On that day I was accepted for admission, and that set in motion a process that would transition me to this place from another school. My HCS enrollment began on Sunday, February 10th of 1974, and would run a span of 1,210 days until my high-school-level graduation on Saturday, June 4th of 1977. While I cannot remember an extensive history of interacting with Doc during my student days, perhaps because of my limited memory on interactions with the HCS administrative staff in general, my heart simply would not let go of HCS after I left there as a student.

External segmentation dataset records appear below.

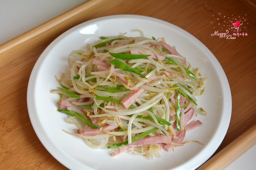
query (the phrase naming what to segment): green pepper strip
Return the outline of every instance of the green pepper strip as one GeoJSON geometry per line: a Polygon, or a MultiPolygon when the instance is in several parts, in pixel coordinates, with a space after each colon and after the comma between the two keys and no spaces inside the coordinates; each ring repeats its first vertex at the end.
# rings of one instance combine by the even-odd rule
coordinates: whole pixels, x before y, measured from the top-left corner
{"type": "MultiPolygon", "coordinates": [[[[92,106],[93,105],[93,104],[92,104],[91,105],[76,105],[76,106],[79,106],[79,107],[86,107],[88,108],[92,108],[92,106]]],[[[100,106],[101,107],[104,107],[104,104],[103,103],[101,103],[100,105],[100,106]]]]}
{"type": "Polygon", "coordinates": [[[104,85],[101,85],[100,86],[97,86],[96,87],[97,88],[103,87],[106,89],[109,89],[108,90],[103,90],[103,91],[112,93],[121,92],[125,92],[128,91],[128,90],[130,90],[129,89],[127,89],[125,87],[122,85],[117,85],[116,87],[108,87],[104,85]]]}
{"type": "MultiPolygon", "coordinates": [[[[156,116],[155,115],[155,116],[156,116]]],[[[151,116],[150,115],[148,115],[147,117],[145,116],[143,116],[142,117],[142,116],[141,115],[138,115],[137,116],[136,116],[136,118],[140,118],[141,119],[142,117],[142,119],[148,119],[149,120],[151,120],[152,121],[154,120],[153,119],[153,118],[152,117],[152,116],[151,116]]],[[[172,124],[171,123],[165,120],[165,119],[162,119],[162,118],[160,118],[160,117],[158,117],[156,116],[156,120],[157,120],[157,121],[161,123],[161,122],[164,123],[164,124],[168,125],[168,126],[171,126],[172,125],[172,124]]]]}
{"type": "Polygon", "coordinates": [[[177,107],[176,108],[176,125],[177,130],[180,131],[180,116],[181,113],[180,112],[180,92],[178,91],[177,95],[177,107]]]}
{"type": "Polygon", "coordinates": [[[100,87],[103,87],[106,89],[115,89],[118,87],[124,87],[123,85],[116,85],[115,87],[109,87],[108,86],[105,86],[105,85],[98,85],[96,87],[96,88],[100,88],[100,87]]]}
{"type": "Polygon", "coordinates": [[[95,45],[94,45],[92,46],[93,47],[102,47],[103,46],[105,46],[106,44],[108,43],[109,42],[112,42],[113,41],[115,40],[123,40],[124,39],[123,38],[116,38],[115,39],[113,39],[112,40],[108,40],[108,41],[102,42],[100,43],[99,43],[99,44],[95,44],[95,45]]]}
{"type": "Polygon", "coordinates": [[[150,56],[150,55],[142,55],[142,54],[118,54],[113,53],[108,53],[109,54],[113,56],[115,58],[122,60],[133,60],[134,59],[140,59],[145,58],[148,56],[150,56]]]}
{"type": "MultiPolygon", "coordinates": [[[[175,87],[178,87],[178,86],[177,86],[177,85],[174,85],[173,86],[175,87]]],[[[182,95],[183,95],[184,97],[187,98],[187,99],[188,99],[192,103],[196,105],[196,106],[197,106],[197,104],[196,104],[196,102],[194,100],[193,100],[191,97],[187,95],[184,92],[182,91],[182,90],[180,88],[177,89],[176,90],[178,90],[178,91],[180,92],[182,95]]]]}
{"type": "MultiPolygon", "coordinates": [[[[89,76],[85,76],[85,78],[87,77],[88,77],[89,76]]],[[[79,80],[79,79],[80,78],[80,75],[79,74],[78,75],[76,75],[76,76],[74,76],[73,77],[73,79],[74,80],[79,80]]],[[[87,80],[87,81],[96,81],[96,78],[91,78],[90,79],[89,79],[89,80],[87,80]]]]}
{"type": "Polygon", "coordinates": [[[126,63],[121,62],[118,59],[115,58],[110,62],[110,63],[123,70],[133,72],[148,79],[146,77],[143,76],[143,75],[137,71],[136,69],[132,68],[126,63]]]}
{"type": "Polygon", "coordinates": [[[71,116],[76,116],[80,119],[81,121],[84,123],[85,124],[88,126],[91,126],[92,128],[94,129],[98,129],[99,128],[99,127],[96,125],[95,125],[94,124],[90,122],[88,120],[85,119],[83,117],[83,116],[80,115],[80,114],[75,112],[74,112],[74,111],[70,111],[66,109],[63,109],[62,110],[58,109],[57,110],[60,112],[66,113],[66,114],[69,115],[71,116]]]}
{"type": "MultiPolygon", "coordinates": [[[[138,140],[142,138],[142,137],[145,137],[148,135],[154,132],[158,129],[158,128],[154,128],[151,129],[149,130],[146,131],[146,132],[142,133],[140,134],[135,136],[132,138],[132,142],[134,142],[136,141],[137,141],[138,140]]],[[[117,147],[119,147],[119,146],[121,146],[123,145],[127,144],[128,144],[128,140],[127,140],[123,142],[115,144],[110,146],[108,146],[107,147],[108,149],[116,148],[117,147]]]]}
{"type": "Polygon", "coordinates": [[[68,90],[67,90],[64,88],[61,87],[58,87],[59,89],[65,93],[66,94],[68,95],[70,98],[80,98],[80,96],[72,92],[70,92],[68,90]]]}
{"type": "MultiPolygon", "coordinates": [[[[168,58],[166,57],[165,59],[164,59],[164,60],[166,61],[167,62],[169,63],[170,63],[172,64],[173,64],[174,65],[177,65],[177,64],[174,62],[173,60],[172,59],[171,59],[170,58],[168,58]]],[[[188,69],[186,68],[184,66],[182,66],[184,68],[184,69],[185,69],[185,70],[186,71],[186,73],[187,74],[190,76],[192,78],[196,79],[196,76],[195,76],[195,74],[194,73],[191,72],[190,71],[189,71],[188,69]]],[[[180,68],[179,67],[179,68],[180,69],[180,68]]]]}

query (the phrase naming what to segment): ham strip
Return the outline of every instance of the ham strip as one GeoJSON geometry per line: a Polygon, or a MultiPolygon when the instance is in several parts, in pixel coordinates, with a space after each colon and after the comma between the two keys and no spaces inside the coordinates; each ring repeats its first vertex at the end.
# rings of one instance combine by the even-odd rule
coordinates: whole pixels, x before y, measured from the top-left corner
{"type": "Polygon", "coordinates": [[[106,133],[104,130],[104,130],[107,131],[111,131],[116,128],[116,126],[108,125],[106,126],[103,127],[100,132],[99,129],[79,129],[77,130],[77,133],[86,136],[95,136],[100,134],[106,133]]]}
{"type": "Polygon", "coordinates": [[[74,104],[72,104],[69,101],[67,101],[66,100],[61,100],[61,101],[60,102],[60,106],[59,107],[59,109],[60,110],[67,109],[68,107],[74,107],[79,109],[83,112],[83,113],[84,112],[83,107],[77,106],[74,104]]]}
{"type": "MultiPolygon", "coordinates": [[[[171,139],[172,140],[173,136],[171,135],[169,136],[171,139]]],[[[130,144],[126,145],[119,150],[113,152],[111,155],[112,156],[115,156],[118,154],[125,152],[129,149],[138,147],[140,146],[152,144],[156,143],[170,143],[169,139],[166,135],[161,135],[158,136],[150,137],[146,138],[141,139],[133,142],[130,144]]]]}
{"type": "MultiPolygon", "coordinates": [[[[186,131],[185,130],[181,131],[180,133],[178,136],[179,139],[174,139],[172,141],[173,142],[175,143],[180,143],[185,137],[186,131]]],[[[164,149],[167,151],[169,152],[172,149],[172,147],[170,144],[167,144],[164,146],[164,149]]]]}
{"type": "MultiPolygon", "coordinates": [[[[178,55],[181,57],[182,57],[182,55],[180,54],[177,51],[176,49],[170,45],[168,44],[163,41],[161,41],[160,42],[162,44],[162,45],[165,48],[168,50],[172,54],[178,55]]],[[[187,65],[186,64],[186,61],[184,59],[181,59],[180,60],[181,61],[182,63],[185,65],[187,65]]]]}
{"type": "Polygon", "coordinates": [[[133,103],[140,95],[144,91],[144,89],[141,88],[134,90],[133,91],[132,93],[130,93],[128,94],[121,101],[120,103],[125,108],[128,108],[133,103]]]}
{"type": "Polygon", "coordinates": [[[202,124],[202,122],[198,120],[190,122],[186,126],[186,130],[188,131],[192,130],[201,125],[202,124]]]}
{"type": "MultiPolygon", "coordinates": [[[[156,59],[156,60],[158,59],[156,55],[153,53],[151,53],[150,52],[145,52],[145,53],[147,54],[148,55],[151,55],[149,56],[152,57],[152,58],[153,58],[153,59],[156,59]]],[[[135,51],[135,50],[131,50],[131,54],[141,54],[141,53],[139,51],[135,51]]],[[[166,58],[166,56],[161,55],[159,55],[159,57],[160,57],[160,60],[162,61],[164,60],[164,59],[165,59],[165,58],[166,58]]]]}

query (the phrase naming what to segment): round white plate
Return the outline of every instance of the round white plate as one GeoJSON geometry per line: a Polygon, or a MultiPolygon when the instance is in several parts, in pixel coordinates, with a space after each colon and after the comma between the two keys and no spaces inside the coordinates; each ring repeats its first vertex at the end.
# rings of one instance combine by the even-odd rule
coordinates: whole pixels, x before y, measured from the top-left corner
{"type": "Polygon", "coordinates": [[[141,16],[105,17],[78,25],[60,35],[45,49],[33,70],[28,88],[28,108],[33,127],[41,142],[61,164],[71,169],[193,169],[208,159],[222,142],[229,123],[231,111],[230,89],[226,76],[214,55],[200,41],[181,28],[158,19],[141,16]],[[207,77],[203,95],[197,98],[198,107],[207,116],[198,115],[203,123],[188,132],[183,141],[197,140],[174,148],[163,149],[161,158],[153,160],[143,156],[123,153],[112,157],[107,150],[94,150],[79,137],[63,132],[74,132],[74,125],[67,122],[67,115],[58,112],[59,95],[51,91],[59,85],[59,78],[68,67],[68,56],[72,51],[85,50],[87,45],[100,36],[140,35],[164,37],[190,62],[192,68],[200,68],[207,77]]]}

The result has been my extensively revisiting the school as an alumnus. In fact, there has not been a single Commencement Day here from 1974 until 2019 during which I ended up not being present at all, with the only exception being in 2007, due to the timing of my dad's death. But even with that exception, I still made it to HCS about a week later when Doc was conducting a tour on the campus with a group of preservationists who sought to keep Hampshire and its nearby surroundings, as I love to say, bushy. So at least my streak of consecutive Junes during which I appeared at this school remained intact, up to 46, all of them while Doc was still alive.
Unfortunately, although I wanted to continue beyond his death to keep this streak going, it was ultimately broken in 2020 by the COVID-19 coronavirus pandemic. This has led to my having to suspend my alumnus visitation tradition, at least until 2021. On nearly every one of my alumni visits, I would get to enjoy a chat with Doc, and we would fill each other in on what has been going on in our lives, including, of course, the changes at HCS, plus other matters.
One particular thing that I enjoyed was the fact that we had nearly the same kind of car for better than two decades--a grayish sixth-generation Honda Civic DX. There was only a one-year difference. Doc's was a 1998 with a standard shift, a car which he had all the way up to the end of his life. Mine was a 1997 with an automatic, which I had up until this transmission started dying in early 2018. Doc also expressed some interest in getting advice from me, should that day come for him to get another vehicle.
Saying goodbye can be heartbreaking at times. When my fellow student Cliff Liberman, himself also a loyal HCS alumnus, graduated here in 1982, this completed a full student body turnover from my days at that point. He arrived before my graduation day. But when he finished here five years after I did, there were no other students left at Hampshire from my own student era. When the Boat House was retired in 2018 and torn down in 2019, I felt sad about the demise of my most-used dorm, which involved more than 3/4 of all the nights that I slept at this school while being a student. I am thankful that I at least got to spend a night as an alumnus in this building, in my favorite room--which I had during the 1974-1975 school year--the one immediately to the west of the Boat House East kitchen on the first floor, from Monday afternoon, August 20th of 2018 until the morning of the next day, before bidding the Boat House farewell.
As I bid likewise in regard to Dr. Dickerman, I also realize that the HCS staff at this point has now fully turned over from my student days (perhaps with Jim and Ellen Bingham being exceptions, although in a limited sense, due to significant gaps in their staffing eras here), just like what happened with the student body about 38 1/2 years earlier.
Summing things up as a Hampshire Country School student from 1974 to 1977, and as a loyal alumnus from that point up to the present, I greatly enjoyed Dr. Dickerman's company. He will be greatly missed by many, including, of course, myself. May God bless you, Doc!